Kieran’s gaze lingered on Charlie’s for an extra hundredth of a second before moving to Fifi. “What questions did she ask me?”
“Not unless they’re something very different than what we’ve just asked you?
” When Kieran gave a tight shake of his head, Fifi continued.
“Then no. I’m wondering how she left it.
Don’t leave town? We’ll be back later today with an arrest warrant?
We’ll be watching you from the shrubs outside your living room window tonight? ”
Kieran flicked a look over at Charlie before his gaze returned to Fifi, and his almost-smile was back. “Sometimes the family resemblance is obvious.”
Bennett gave a cough that sounded like he was disguising a laugh.
“She just told me she’d be questioning me again later.” The hint of amusement was gone as if it’d never existed. “The don’t-leave-town part was implied.”
It was Charlie’s turn to chuckle. “I know the sound of that.”

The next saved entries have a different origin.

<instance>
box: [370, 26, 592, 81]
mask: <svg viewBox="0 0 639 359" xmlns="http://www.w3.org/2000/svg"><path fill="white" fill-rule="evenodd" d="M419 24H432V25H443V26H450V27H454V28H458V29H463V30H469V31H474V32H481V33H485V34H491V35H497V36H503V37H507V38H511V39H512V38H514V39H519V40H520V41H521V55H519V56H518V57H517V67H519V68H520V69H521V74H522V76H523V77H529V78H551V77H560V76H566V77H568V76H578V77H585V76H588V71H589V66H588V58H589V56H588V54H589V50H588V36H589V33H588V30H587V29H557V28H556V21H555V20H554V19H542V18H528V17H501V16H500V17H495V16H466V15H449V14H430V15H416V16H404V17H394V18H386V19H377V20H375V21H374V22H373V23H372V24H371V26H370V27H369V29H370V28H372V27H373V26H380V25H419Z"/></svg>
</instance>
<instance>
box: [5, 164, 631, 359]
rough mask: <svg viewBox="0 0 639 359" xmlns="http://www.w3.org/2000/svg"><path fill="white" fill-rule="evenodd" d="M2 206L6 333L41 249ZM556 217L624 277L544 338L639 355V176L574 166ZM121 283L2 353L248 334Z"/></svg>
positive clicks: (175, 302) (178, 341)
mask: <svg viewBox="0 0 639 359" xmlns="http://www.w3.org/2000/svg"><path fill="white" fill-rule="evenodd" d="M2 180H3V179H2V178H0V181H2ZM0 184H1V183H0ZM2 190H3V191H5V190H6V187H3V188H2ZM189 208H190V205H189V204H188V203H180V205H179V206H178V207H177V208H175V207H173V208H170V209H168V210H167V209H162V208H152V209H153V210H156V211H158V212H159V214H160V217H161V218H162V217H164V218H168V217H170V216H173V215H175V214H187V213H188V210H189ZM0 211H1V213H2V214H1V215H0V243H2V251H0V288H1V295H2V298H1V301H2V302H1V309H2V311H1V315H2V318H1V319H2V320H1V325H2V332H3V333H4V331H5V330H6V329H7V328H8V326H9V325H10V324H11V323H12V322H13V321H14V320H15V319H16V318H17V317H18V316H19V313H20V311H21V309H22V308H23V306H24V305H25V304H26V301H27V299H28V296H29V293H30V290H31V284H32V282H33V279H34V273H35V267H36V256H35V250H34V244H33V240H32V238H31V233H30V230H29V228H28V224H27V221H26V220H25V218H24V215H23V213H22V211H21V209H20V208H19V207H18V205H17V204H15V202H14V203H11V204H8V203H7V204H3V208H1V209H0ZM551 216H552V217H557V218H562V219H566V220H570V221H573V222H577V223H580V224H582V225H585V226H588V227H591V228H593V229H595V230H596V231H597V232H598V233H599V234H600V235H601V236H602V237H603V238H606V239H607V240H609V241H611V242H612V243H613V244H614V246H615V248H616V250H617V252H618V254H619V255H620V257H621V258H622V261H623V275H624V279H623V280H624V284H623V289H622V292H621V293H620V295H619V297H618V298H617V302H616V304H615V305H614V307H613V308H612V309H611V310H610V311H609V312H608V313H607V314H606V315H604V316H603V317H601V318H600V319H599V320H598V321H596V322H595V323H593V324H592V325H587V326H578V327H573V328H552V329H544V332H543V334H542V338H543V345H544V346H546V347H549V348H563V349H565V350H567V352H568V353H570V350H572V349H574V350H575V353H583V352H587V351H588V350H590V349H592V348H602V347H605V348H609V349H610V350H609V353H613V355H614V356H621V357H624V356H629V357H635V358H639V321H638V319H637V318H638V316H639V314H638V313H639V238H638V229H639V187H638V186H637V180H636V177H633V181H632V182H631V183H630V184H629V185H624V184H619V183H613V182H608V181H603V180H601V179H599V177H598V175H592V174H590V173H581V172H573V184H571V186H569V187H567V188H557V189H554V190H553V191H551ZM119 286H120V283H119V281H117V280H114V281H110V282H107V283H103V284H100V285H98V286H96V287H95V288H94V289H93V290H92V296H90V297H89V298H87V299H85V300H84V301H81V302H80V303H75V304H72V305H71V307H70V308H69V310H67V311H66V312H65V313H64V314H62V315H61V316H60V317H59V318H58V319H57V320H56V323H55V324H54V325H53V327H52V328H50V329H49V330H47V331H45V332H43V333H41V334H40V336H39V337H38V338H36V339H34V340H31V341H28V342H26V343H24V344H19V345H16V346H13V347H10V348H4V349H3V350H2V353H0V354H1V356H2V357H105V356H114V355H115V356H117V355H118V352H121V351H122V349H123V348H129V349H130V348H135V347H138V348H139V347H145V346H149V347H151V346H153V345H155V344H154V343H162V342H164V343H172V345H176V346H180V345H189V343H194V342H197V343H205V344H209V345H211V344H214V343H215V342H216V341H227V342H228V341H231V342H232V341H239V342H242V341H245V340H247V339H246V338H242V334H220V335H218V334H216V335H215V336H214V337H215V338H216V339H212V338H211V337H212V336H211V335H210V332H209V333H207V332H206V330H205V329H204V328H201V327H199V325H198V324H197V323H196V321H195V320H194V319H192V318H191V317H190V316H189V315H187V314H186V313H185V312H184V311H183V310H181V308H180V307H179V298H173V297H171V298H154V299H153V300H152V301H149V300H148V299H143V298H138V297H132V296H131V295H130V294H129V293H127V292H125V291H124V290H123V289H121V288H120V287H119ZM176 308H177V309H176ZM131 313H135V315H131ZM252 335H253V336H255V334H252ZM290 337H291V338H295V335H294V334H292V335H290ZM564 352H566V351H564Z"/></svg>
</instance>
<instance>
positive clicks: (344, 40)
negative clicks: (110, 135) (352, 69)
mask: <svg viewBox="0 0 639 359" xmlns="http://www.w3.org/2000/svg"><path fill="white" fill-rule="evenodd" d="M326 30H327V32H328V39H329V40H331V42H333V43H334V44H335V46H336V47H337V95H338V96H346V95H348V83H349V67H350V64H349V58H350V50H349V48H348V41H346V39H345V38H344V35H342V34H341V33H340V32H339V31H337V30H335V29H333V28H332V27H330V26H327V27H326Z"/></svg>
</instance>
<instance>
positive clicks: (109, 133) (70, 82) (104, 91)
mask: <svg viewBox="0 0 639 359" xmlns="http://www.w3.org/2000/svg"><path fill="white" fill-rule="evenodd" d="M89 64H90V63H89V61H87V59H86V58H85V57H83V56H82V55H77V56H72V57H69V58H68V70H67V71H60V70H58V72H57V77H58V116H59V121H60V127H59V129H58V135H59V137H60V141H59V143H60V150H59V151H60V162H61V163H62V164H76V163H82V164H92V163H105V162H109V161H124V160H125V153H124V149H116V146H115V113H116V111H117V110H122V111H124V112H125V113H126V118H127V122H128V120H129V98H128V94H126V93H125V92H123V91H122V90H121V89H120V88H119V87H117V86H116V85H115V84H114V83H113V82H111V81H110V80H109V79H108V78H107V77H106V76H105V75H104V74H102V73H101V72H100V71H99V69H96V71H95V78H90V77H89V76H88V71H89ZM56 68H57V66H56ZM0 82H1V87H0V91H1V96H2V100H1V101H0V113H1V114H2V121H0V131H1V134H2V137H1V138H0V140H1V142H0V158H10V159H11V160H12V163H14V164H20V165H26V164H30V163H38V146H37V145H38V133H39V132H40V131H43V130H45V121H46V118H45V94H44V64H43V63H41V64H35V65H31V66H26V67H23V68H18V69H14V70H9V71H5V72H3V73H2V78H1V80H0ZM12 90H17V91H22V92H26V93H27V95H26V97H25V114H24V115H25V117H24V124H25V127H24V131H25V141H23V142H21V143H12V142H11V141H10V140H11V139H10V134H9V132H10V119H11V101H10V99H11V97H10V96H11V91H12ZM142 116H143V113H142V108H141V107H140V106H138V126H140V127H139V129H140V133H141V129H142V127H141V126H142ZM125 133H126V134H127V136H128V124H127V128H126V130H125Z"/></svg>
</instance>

“Any alibi?” Bennett asked, his deep voice a surprise after he’d been silent so long. Charlie didn’t think she’d ever not be startled when he spoke.
Kieran didn’t look fazed, however. “Work. Other than that, I was usually home. Alone.”
“Ugh.” Charlie made a face. “That’s a terrible alibi. It just screams, ‘I killed Cobra!’ Too bad you don’t live here. That’d be an excellent alibi to be constantly surrounded by all the cranky, caffeine-deprived hotties milling around out there.” She gestured toward the door.
Kieran’s frown had deepened at the word “hotties,” and he opened his mouth to speak, only to snap it closed as the door swung open.
A ginger-haired firefighter filled the doorway. “What are you doing in here?” His accusing gaze instantly landed on Kieran. “You shouldn’t be in here when the chief’s gone.”
Charlie waited for Kieran to explain that he had Early’s permission, but of course he didn’t.
The contrary man just glared at the redhead for a solid ten seconds before turning his head as if he couldn’t even be bothered to look at the other man anymore.
It was so deliciously cold and cutting that Charlie could barely keep the gleeful grin off her face.
Kieran was constantly, eternally furious, so the fact that he couldn’t be bothered to waste any of his rage on his coworker was a rather glorious insult.
When the ginger’s face turned an unhealthy shade of angry reddish purple, however, she decided to smooth things over before his head exploded.
“It’s all good,” she said. “Early doesn’t mind that we’re in here.”
Somehow, that seemed to enrage the man even more. “I’m texting him.” He released the doorknob so he could tap at his phone more efficiently, and Kieran wasted no time. Reaching in front of the other man, he pulled the door closed with a solid thud and then turned the lock.
The sight of the redhead’s startled, open-mouthed expression before he was shut out of the office struck Charlie as funny, and she muffled her chuckle with her hand. “Can’t believe that some people never grew out of their ten-year-old petty-snitch stage.”
Kieran focused his bitter-cold gaze on her, and those icy-blue eyes warmed to the flickering heat of a Bunsen burner flame. Suddenly, she lost her ability to speak.